Também foi com pompa de partido oficial que o PL de Valdemar Costa Neto filiou o presidente da República. Com os planos de arregimentar os candidatos do bolsonarismo raiz à Câmara, passou a acalentar o sonho de fazer uma bancada robusta o suficiente para suceder ao deputado Arthur Lira (PP-AL) em 2025 - sim, porque não colocavam em dúvida a recondução do presidente da Câmara na próxima legislatura.
A robustez não tem sido capaz de blindar a
Pasta mais importante do PL, a Secretaria-Geral de Governo. A ministra Flávia Arruda
é responsabilizada por restos a pagar, que o Centrão estima ser de R$ 1 bilhão,
das emendas parlamentares de 2021. Por isso, está com a cabeça a prêmio.
E, finalmente, o PP, partido que coroa esta
trinca, assumiu, com a Casa Civil, o coração do governo, salvou as emendas de
relator da investida do Supremo e da tesoura no Orçamento.

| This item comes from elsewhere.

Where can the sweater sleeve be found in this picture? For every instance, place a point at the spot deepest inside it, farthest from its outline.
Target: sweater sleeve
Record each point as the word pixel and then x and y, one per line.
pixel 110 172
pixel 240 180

Ainda arrancou do
ministro da Economia um Auxílio Brasil de R$ 400 e do presidente, um decreto
que lhe permite fazer uma rachadinha com Paulo Guedes nas chaves do cofre.
Tudo isso, porém, não tem sido suficiente
para o partido de Lira e do ministro Ciro Nogueira assegurar aos seus
correligionários que o futuro lhes pertence. Fosse assim o PP não estaria ávido
em avançar sobre a sacrossanta vedação, nos 90 dias que antecedem as eleições,
ao repasse de recursos para emendas parlamentares.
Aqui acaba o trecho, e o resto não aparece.